There's no point in answering your question, as that is both what you hoped I'd do, and abuse of the contrast principle with a little manipulative trap... this deserves no further response. Its clear that you had no intention of goodwill, when you framed that response and you've shown your true colors. What one does in small things, they do in big things.

I'm not inclined to provide anything to people that act malevolently, and you burned what little credibility you had. It was blatantly manipulative and unsophisticated with no beneficial point.

If you persist doing the same towards others you are going to find the hard truth that others may not be so forgiving or even in control of their impulses; especially when the natural reversal you intended to induce through your actions can result in irrational and sometimes even violent behavior towards the source of the perceived manipulation. I believe Robert Lifton actually covered this quite well in his book of case studies on the Psychology of Totalism.

I hope you'll turn back towards a non-destructive path, but that's up to you to decide. I'll pray for your salvation nonetheless.

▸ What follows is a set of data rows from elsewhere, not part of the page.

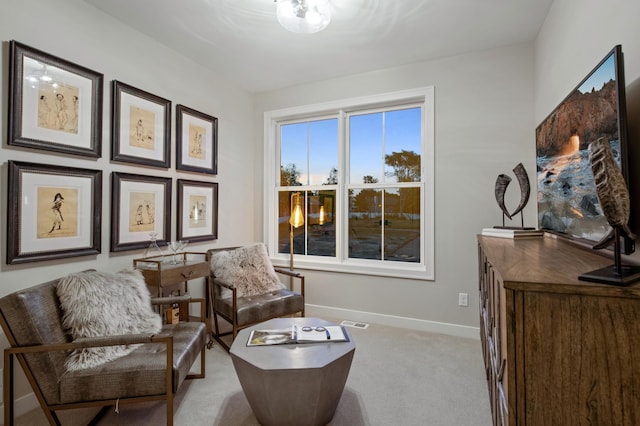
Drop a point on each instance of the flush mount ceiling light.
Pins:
(304, 16)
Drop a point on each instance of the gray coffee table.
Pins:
(296, 384)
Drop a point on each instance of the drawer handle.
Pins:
(501, 371)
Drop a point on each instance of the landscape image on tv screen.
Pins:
(567, 199)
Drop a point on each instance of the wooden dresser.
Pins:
(557, 351)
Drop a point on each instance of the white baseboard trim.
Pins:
(22, 405)
(394, 321)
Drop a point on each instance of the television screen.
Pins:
(567, 199)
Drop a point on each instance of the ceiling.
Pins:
(242, 41)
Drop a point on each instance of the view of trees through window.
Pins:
(376, 201)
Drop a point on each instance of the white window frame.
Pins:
(342, 263)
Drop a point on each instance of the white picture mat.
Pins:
(126, 188)
(187, 192)
(29, 241)
(30, 98)
(127, 101)
(187, 121)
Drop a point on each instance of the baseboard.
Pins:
(394, 321)
(22, 405)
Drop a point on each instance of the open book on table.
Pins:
(298, 334)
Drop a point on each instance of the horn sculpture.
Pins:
(525, 189)
(503, 181)
(614, 200)
(501, 187)
(611, 190)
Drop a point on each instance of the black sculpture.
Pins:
(502, 182)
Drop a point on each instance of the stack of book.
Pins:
(512, 233)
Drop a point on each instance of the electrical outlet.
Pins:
(463, 299)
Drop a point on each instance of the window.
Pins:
(361, 172)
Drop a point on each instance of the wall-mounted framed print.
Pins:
(53, 212)
(140, 127)
(196, 141)
(140, 206)
(197, 210)
(54, 105)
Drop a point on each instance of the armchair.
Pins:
(153, 366)
(244, 289)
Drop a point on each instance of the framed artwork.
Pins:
(197, 210)
(53, 212)
(54, 105)
(196, 141)
(140, 206)
(141, 127)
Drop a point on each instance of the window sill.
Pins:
(360, 267)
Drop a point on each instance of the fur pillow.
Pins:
(105, 304)
(247, 268)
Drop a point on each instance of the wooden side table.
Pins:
(161, 272)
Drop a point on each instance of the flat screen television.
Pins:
(567, 200)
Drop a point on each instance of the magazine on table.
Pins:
(298, 334)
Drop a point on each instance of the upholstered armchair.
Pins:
(245, 289)
(93, 339)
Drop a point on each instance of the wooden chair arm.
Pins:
(288, 272)
(92, 342)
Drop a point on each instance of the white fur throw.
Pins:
(105, 304)
(248, 269)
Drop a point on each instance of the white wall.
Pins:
(483, 127)
(78, 32)
(576, 35)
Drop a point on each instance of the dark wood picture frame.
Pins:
(197, 210)
(196, 141)
(140, 205)
(54, 212)
(140, 126)
(54, 104)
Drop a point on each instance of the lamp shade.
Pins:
(297, 215)
(304, 16)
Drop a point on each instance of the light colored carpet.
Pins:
(398, 377)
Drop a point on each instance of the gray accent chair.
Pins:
(32, 321)
(241, 312)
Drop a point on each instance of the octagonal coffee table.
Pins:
(292, 384)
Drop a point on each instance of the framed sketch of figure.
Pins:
(140, 206)
(196, 141)
(54, 104)
(53, 212)
(141, 127)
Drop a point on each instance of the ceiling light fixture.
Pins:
(304, 16)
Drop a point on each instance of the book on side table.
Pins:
(512, 233)
(297, 334)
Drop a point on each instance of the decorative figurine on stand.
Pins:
(502, 182)
(613, 196)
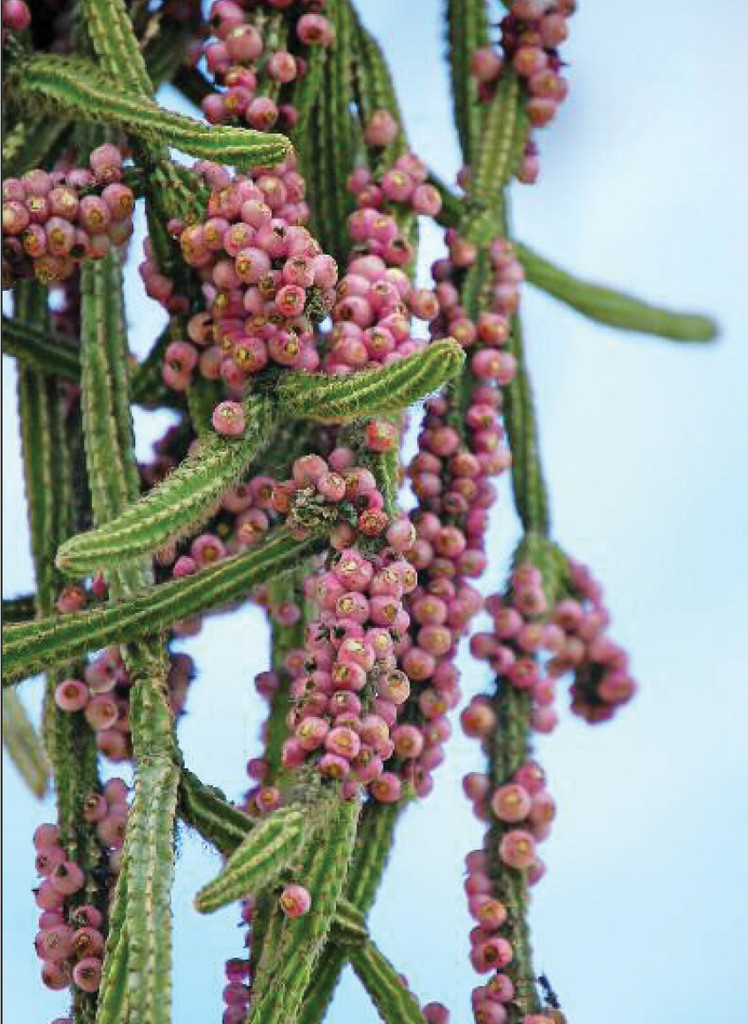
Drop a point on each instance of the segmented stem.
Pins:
(395, 1004)
(610, 306)
(77, 88)
(187, 498)
(32, 647)
(206, 810)
(466, 32)
(24, 744)
(301, 940)
(371, 392)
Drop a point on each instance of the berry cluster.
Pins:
(54, 220)
(71, 937)
(264, 278)
(15, 16)
(520, 811)
(239, 58)
(531, 34)
(102, 695)
(572, 638)
(601, 681)
(520, 635)
(346, 689)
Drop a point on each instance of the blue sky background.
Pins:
(642, 915)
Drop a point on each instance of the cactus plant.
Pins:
(298, 350)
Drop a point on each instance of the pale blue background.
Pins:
(641, 918)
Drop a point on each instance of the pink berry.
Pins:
(511, 803)
(517, 849)
(68, 878)
(71, 695)
(295, 901)
(229, 419)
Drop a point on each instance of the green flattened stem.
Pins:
(395, 1004)
(531, 497)
(466, 32)
(508, 749)
(29, 142)
(348, 925)
(46, 446)
(295, 951)
(42, 350)
(77, 89)
(375, 89)
(18, 609)
(31, 647)
(176, 506)
(136, 984)
(269, 847)
(51, 354)
(192, 84)
(371, 852)
(609, 306)
(24, 745)
(207, 810)
(503, 136)
(116, 45)
(336, 141)
(372, 392)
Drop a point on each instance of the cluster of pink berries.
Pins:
(295, 901)
(334, 493)
(491, 332)
(521, 635)
(262, 271)
(237, 991)
(102, 696)
(345, 688)
(50, 226)
(531, 34)
(375, 298)
(15, 16)
(451, 480)
(524, 802)
(238, 59)
(71, 937)
(601, 681)
(571, 637)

Everyone has their own journey and choices to make that's based in a shared common reality. There will always be those that seek to beneficially enrich others lives in goodwill, and those that seek to destroy.

I'm closing this now as there can be no further discussion, rational or otherwise. I'll leave you to reflect. Cheers.

eclairevoyant commented 1 month ago

Yes indeed, true evil lies in sha256 checksums. Well, please do feel free to provide info about your 100% infallible system with no tradeoffs whatsoever, I'd love to switch to it! And if your company is hiring, can you send a link to their jobs page? I'd love to work for a boss who "isn't going to care about probability and likelihood", but instead will pour millions into developing a perfect system from scratch.